Robert Henry De Niro, Sr.
|Birthplace:||Syracuse, NY, USA|
|Death:||Died in New York, NY, USA|
|Cause of death:||Cancer|
|Place of Burial:||Kensico Cemetery|
|Occupation:||Abstract expressionist painter and sculpter|
|Managed by:||Ric Dickinson|
Historical records matching Robert Henry De Niro, Sr.
About Robert Henry De Niro, Sr.
Robert Henry De Niro, Sr. (January 17, 1922 – May 3, 1993) was an American abstract expressionist painter and the father of actor Robert De Niro.
Robert De Niro, Sr., was born in Syracuse, New York, to an Italian-American father, Henry Martin De Niro (1897–1976), whose parents emigrated from Ferrazzano, in the province of Campobasso, Molise, and an Irish American mother, Helen M. (née O'Reilly; 1899–1999).

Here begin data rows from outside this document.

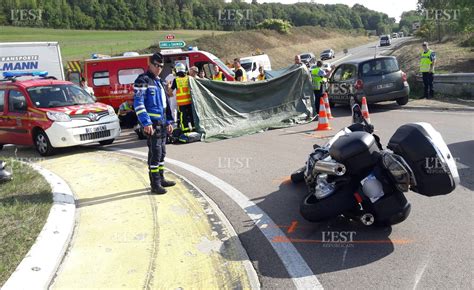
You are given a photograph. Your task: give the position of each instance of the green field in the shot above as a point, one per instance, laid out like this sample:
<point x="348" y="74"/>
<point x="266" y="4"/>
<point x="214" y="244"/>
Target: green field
<point x="80" y="44"/>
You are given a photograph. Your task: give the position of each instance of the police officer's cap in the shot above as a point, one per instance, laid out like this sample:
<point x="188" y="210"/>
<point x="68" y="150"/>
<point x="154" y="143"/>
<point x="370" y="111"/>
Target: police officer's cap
<point x="157" y="58"/>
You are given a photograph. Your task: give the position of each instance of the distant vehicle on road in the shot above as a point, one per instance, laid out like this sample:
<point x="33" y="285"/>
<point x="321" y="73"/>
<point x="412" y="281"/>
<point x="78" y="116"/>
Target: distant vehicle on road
<point x="378" y="79"/>
<point x="308" y="58"/>
<point x="327" y="54"/>
<point x="50" y="113"/>
<point x="252" y="63"/>
<point x="385" y="40"/>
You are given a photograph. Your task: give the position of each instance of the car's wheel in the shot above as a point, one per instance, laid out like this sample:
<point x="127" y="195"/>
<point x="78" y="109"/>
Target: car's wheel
<point x="402" y="101"/>
<point x="298" y="175"/>
<point x="106" y="142"/>
<point x="42" y="144"/>
<point x="315" y="210"/>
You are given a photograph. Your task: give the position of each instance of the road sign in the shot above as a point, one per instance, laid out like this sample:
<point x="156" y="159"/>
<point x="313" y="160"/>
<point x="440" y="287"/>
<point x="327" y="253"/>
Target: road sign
<point x="172" y="44"/>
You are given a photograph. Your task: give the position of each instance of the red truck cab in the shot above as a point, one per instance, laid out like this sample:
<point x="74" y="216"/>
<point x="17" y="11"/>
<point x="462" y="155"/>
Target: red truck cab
<point x="50" y="113"/>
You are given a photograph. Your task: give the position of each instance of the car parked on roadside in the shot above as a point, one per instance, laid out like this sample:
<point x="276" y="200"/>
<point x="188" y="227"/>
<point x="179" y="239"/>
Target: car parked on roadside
<point x="50" y="113"/>
<point x="327" y="54"/>
<point x="308" y="58"/>
<point x="378" y="79"/>
<point x="385" y="40"/>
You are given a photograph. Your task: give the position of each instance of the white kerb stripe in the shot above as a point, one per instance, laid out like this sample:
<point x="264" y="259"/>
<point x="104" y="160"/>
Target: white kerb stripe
<point x="300" y="273"/>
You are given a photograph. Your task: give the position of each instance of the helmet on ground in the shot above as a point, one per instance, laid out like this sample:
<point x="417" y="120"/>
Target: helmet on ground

He was the eldest of three children; he and siblings John and Joan were raised in Syracuse, NY. Robert De Niro Sr. studied at the renowned Black Mountain College under Josef Albers from 1939 to 1940. While Albers' highly analytical approach to painting did not appeal to De Niro's more instinctive style, the experience and international perspective of the Bauhaus master nonetheless left a lasting impression. De Niro studied with Hans Hofmann at his Provincetown, Massachusetts summer school. Hoffman's teaching, focused on Abstract Expressionism and Cubist formalism, had a strong influence on De Niro's development as a mature artist.
At Hofmann's summer school, he met fellow student Virginia Admiral, whom he married in 1942. The couple moved into a large, airy loft in New York's Greenwich Village, where they were able to paint. They surrounded themselves with an illustrious circle of friends, including writers Anaïs Nin and Henry Miller, playwright Tennessee Williams, and the actress and famous Berlin dancer Valeska Gert. Admiral and De Niro separated shortly after their son, Robert De Niro, Jr., was born in August 1943.

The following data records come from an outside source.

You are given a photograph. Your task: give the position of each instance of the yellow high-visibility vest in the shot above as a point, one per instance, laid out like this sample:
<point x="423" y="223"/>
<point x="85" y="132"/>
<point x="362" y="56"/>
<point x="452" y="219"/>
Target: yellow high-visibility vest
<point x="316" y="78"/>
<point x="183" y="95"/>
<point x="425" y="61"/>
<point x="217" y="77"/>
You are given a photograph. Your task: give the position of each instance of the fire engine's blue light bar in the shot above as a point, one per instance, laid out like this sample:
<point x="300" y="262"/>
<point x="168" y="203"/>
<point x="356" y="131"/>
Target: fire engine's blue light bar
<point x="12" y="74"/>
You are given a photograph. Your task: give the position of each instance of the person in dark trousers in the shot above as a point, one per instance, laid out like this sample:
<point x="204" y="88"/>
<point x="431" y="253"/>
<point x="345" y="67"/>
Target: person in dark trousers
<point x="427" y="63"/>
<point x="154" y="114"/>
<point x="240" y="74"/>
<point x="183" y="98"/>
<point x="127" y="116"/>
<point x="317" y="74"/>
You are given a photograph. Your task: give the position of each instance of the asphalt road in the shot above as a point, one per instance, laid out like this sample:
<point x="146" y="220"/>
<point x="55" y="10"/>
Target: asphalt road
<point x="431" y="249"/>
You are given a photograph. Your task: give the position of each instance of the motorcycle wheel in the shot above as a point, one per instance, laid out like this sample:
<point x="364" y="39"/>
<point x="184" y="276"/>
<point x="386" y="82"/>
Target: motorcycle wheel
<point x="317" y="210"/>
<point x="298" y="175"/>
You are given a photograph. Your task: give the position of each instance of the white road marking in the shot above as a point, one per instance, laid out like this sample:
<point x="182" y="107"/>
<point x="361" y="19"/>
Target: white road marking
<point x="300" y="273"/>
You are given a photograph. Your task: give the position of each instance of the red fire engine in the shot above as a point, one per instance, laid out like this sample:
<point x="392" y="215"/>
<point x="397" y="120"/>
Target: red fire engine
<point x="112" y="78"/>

De Niro attended Black Mountain College in the 1950s. Being a self-proclaimed perfectionist, De Niro painted and repainted his canvases again and again. He would do hundreds of studies before he decided to paint the subject.
In 1945, De Niro was included in the Fall exhibition at Peggy Guggenheim's Art of This Century Gallery on 57th Street in New York. Reviews of the exhibition praised the work of De Niro as well as Jackson Pollock and Mark Rothko. He had his first solo exhibition at Art of This Century the following year.
De Niro had a series of solo exhibitions in the 1950's at the Charles Egan Gallery in New York, which exhibited the work of Willem de Kooning and other early abstract expressionist artists. By the mid- 1950's, De Niro was regularly included in important group exhibitions such as the Whitney Annual, the Stable Annual, and the Jewish Museum.
From 1961-1964, De Niro traveled to France to paint in Paris and in the surrounding countryside. Collector Joseph Hirshhorn purchased a number of the artist's paintings and works on paper during this period through De Niro's gallerist, Virginia Zabriskie which are now in the permanent collection of the Hirshhorn Museum and Sculpture Garden in Washington, DC. In 1968, he was awarded a Guggenheim Fellowship.
Throughout the 1970s and 1980s, De Niro continued to exhibit in museums and galleries throughout the United States, including New York, San Francisco, Kansas City, Los Angeles, Washington, D.C. He taught at several art schools and colleges including the Cooper Union, the New School for Social Research, the School of Visual Arts, and East Michigan State College.
His work is included in several museum collections including the Brooklyn Museum, Baltimore Museum of Art, Mint Museum, Hirshhorn Museum, Kansas City Art Institute, and the Yellowstone Museum Art Center.
Robert De Niro was a visiting artist at Michigan State University's Department of Art in the early 1960s.
In 2007, son Robert De Niro threatened legal action against the Benucci S.r.l. art gallery, in Rome, Italy, after it allegedly took a number of his father's paintings from a New York arthouse to settle a $5 million debt.
Robert De Niro, Sr., died of cancer at age 71, on the morning of Monday, May 3, 1993, in New York City. He is interred at Kensico Cemetery in Valhalla, New York. The film A Bronx Tale was dedicated to him after his death; it was the directorial debut of his son, Robert De Niro, Jr.